Over the past decade, Nigeria has witnessed the unfortunate departure of numerous manufacturing companies from its shores, a consequence of the increasingly unfavourable business environment and policies.
These enterprises have been grappling with a myriad of challenges, including foreign exchange scarcity, erratic power supply, port congestion, excessive taxation, security concerns, inadequate infrastructure, and persistent inflation, which have left an adverse impact on both the Nigerian population and business ventures. Furthermore, the high energy costs, dwindling industrial output, and reduced product demand have only exacerbated the challenges faced by manufacturers in Nigeria.

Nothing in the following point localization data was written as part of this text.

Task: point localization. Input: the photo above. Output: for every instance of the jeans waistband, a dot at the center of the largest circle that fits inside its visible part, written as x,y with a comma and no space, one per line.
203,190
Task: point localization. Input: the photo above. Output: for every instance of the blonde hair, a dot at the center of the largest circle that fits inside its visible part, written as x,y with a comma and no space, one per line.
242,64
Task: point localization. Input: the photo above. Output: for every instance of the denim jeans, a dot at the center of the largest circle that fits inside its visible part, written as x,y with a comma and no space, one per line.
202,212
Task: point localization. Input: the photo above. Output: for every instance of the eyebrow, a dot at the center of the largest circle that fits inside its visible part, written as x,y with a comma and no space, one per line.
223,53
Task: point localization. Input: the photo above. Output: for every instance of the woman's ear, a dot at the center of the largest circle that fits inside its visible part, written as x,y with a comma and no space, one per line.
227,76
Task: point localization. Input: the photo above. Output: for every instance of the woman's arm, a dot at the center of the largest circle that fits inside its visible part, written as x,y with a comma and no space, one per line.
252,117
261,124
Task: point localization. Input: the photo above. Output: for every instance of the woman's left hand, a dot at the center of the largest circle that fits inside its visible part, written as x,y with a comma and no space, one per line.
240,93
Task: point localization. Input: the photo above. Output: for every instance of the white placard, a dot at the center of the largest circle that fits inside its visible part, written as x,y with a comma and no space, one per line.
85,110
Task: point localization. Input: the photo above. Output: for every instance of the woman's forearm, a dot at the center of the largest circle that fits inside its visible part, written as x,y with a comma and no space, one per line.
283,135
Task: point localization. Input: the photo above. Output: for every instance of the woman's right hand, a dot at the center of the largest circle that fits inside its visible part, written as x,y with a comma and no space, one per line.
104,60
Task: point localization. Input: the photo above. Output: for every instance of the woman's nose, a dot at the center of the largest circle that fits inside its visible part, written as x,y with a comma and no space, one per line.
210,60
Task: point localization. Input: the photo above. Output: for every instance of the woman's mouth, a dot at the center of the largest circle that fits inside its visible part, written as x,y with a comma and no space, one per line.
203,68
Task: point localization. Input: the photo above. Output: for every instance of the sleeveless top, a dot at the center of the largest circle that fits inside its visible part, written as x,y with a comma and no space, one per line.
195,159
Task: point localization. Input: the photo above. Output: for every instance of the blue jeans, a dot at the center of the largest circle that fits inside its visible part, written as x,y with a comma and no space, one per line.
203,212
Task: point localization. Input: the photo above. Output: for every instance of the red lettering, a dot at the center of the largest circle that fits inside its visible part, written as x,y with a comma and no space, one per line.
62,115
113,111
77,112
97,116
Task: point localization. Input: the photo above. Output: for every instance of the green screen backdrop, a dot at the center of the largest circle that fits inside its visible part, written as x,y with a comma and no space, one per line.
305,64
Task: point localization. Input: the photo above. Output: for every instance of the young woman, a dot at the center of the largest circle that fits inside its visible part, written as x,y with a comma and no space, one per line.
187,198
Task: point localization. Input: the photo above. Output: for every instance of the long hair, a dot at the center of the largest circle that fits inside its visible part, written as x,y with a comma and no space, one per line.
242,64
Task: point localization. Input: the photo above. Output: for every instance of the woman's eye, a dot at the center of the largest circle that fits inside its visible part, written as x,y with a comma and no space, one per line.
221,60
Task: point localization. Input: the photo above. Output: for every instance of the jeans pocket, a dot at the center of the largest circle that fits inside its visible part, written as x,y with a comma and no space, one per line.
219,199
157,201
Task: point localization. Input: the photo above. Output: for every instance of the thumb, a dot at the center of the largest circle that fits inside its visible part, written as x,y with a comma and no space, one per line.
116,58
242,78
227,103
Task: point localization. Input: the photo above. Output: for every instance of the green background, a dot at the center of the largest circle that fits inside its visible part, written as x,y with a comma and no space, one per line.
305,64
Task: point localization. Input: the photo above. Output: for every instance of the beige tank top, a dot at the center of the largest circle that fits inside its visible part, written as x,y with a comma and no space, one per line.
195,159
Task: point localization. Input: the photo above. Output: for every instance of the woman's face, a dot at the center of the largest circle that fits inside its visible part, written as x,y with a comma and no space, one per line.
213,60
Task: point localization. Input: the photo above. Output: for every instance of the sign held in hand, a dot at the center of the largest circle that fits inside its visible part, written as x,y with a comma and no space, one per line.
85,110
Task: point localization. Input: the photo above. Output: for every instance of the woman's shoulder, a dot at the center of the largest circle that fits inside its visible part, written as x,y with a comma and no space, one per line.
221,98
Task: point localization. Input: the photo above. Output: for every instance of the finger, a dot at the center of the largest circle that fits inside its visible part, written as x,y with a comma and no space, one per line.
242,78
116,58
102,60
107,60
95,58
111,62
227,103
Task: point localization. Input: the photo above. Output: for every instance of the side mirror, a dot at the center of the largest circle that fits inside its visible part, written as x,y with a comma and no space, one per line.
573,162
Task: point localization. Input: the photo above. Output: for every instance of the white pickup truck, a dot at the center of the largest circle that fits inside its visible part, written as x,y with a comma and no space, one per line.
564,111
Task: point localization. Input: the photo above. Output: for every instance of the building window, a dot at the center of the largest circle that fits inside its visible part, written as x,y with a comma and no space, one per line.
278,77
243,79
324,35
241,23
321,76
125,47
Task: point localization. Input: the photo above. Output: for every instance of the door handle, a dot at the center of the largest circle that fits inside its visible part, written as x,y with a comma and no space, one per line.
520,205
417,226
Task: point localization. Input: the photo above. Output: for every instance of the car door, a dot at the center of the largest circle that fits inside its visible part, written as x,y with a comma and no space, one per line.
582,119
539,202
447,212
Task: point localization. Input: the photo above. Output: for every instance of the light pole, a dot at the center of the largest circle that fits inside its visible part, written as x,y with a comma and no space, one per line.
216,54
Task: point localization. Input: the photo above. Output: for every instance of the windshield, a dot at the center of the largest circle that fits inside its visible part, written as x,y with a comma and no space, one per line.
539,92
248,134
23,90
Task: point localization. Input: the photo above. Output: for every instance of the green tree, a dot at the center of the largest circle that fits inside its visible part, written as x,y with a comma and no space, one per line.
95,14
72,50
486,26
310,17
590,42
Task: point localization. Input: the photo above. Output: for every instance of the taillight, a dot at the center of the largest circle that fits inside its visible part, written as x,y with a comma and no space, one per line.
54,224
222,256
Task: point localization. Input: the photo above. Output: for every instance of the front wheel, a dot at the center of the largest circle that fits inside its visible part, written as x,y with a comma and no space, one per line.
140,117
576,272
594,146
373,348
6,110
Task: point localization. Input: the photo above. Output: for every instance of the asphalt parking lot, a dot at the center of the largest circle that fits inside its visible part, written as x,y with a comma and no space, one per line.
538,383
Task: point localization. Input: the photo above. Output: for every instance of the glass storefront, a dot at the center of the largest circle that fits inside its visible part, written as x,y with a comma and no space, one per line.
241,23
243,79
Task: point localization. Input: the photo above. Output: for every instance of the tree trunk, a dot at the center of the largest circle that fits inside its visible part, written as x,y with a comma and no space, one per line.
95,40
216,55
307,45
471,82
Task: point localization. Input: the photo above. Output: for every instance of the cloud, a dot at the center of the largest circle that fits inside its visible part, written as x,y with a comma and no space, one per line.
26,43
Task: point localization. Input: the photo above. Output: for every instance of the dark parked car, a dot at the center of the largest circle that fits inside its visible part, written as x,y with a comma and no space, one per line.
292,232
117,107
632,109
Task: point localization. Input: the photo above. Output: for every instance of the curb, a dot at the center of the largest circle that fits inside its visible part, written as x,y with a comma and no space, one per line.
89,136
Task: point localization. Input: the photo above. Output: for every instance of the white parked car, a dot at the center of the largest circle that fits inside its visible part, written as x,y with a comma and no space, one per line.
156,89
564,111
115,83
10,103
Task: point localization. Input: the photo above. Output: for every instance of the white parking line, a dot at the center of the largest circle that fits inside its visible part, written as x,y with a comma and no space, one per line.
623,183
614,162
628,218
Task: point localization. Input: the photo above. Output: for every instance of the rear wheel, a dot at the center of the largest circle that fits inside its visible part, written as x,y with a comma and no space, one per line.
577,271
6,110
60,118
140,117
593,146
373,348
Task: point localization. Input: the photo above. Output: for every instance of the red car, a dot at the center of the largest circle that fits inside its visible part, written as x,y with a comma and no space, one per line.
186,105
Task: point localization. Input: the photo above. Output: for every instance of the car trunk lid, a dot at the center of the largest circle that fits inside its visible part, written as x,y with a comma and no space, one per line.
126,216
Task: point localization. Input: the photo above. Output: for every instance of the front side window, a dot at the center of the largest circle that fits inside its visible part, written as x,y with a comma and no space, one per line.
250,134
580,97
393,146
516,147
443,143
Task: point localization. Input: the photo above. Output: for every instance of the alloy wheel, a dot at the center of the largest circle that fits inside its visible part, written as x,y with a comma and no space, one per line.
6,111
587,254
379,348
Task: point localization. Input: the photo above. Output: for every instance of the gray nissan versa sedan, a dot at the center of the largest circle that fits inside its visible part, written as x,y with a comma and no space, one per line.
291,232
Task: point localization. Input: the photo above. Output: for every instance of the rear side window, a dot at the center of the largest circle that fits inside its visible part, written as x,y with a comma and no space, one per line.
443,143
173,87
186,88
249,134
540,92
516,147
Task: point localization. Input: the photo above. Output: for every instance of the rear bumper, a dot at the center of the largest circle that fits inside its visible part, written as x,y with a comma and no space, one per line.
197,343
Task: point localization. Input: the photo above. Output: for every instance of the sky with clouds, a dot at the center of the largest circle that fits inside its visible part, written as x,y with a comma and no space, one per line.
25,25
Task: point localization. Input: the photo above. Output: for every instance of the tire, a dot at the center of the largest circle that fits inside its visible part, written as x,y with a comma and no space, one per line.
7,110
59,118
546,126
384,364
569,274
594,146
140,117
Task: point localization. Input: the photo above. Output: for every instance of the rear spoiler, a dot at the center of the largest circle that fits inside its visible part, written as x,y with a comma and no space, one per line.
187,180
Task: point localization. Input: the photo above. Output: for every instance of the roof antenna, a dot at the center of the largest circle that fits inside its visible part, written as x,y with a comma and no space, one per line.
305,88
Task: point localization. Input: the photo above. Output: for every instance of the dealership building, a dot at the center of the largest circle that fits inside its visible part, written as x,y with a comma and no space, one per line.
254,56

Among Businesses in Nigeria and the companies that have regrettably exited the sector over the past ten years are:
1. *Louis Carter Industries*:
In 2017, this longstanding plastic manufacturer, situated in Nnewi, Anambra, ceased its operations after almost three decades in business. The company, known for producing plastic items like gallons and basins, succumbed to escalating production costs, foreign exchange constraints, policy uncertainties, and soaring energy expenses.
2. *Moak Enterprises*:
Moak Enterprises, a prominent bottled/sachet water company based in Sango-Ota, Ogun State, met its demise in 2021. Renowned for its ‘Meridian Waters brand, it produced copious amounts of sachet water monthly, serving wholesalers and retailers. The foreign exchange crisis and the resultant increase in raw material costs played a significant role in its closure.
3. *Procter & Gamble (P&G)*:
P&G celebrated as a significant non-oil investment by the Nigerian government, ceased production in Agbara, Ogun State, in 2018. High import duties, surging energy expenses, and government-imposed tariffs and foreign exchange constraints led to the company’s withdrawal.
4. *Tower Aluminium*:
Established in Nigeria in 1959, Tower Aluminium supplied aluminium products like pots, plates, spoons, and roofing sheets to households across the country and West Africa. Unfortunately, it had to halt operations in 2020.
5. *GlaxoSmithKline Nigeria*:
GSK decided to discontinue its drug production plant in Agbara, Ogun State, in 2021 due to unsustainable manufacturing costs. The company shifted to contract manufacturing arrangements with Fidson Healthcare, another local manufacturer.
6. *Mayor Biscuits Company Limited*:
Mayor Biscuits Company Limited (MABISCO), a prominent indigenous biscuits company in Ogun State, decided to close its doors and put its multi-million-dollar biscuits plant up for sale, opting to focus on its core competencies.
7. *Technoflex Company Limited*:
A player in the industrial plastic and foam sub-sector, Technoflex ceased operations in 2017 due to escalating production costs.
8. *Evans Medicals*:
Once one of the country’s largest pharmaceutical companies, Evans Medicals faced overwhelming debt. Despite earlier investments in upgrading its production facilities, a court order in 2017 led to the takeover of the company’s assets by First Bank and the now-defunct Skye Bank, marking the end of Evans’ aspirations.
9. *Multi-Trex Integrated Foods Plc*:
Multi-Trex experienced optimal performance until funding issues emerged. Forced to borrow from the now-defunct Skye Bank to stay afloat, this decision ultimately proved detrimental. The Asset Management Corporation Organization of Nigeria took control of the business, resulting in a significant decline in productivity.
10. *Other Affected Companies*:
Numerous other companies, including Surest Foam Limited, Mufex, Framan Industries, Deli Foods, Stone Industries, and MZM Continental, among others, faced comparable challenges, forcing them to cease their operations in Nigeria.
These departures serve as a stark reminder of the urgent need for policy reforms and improved conditions for businesses in Nigeria to prevent further economic setbacks.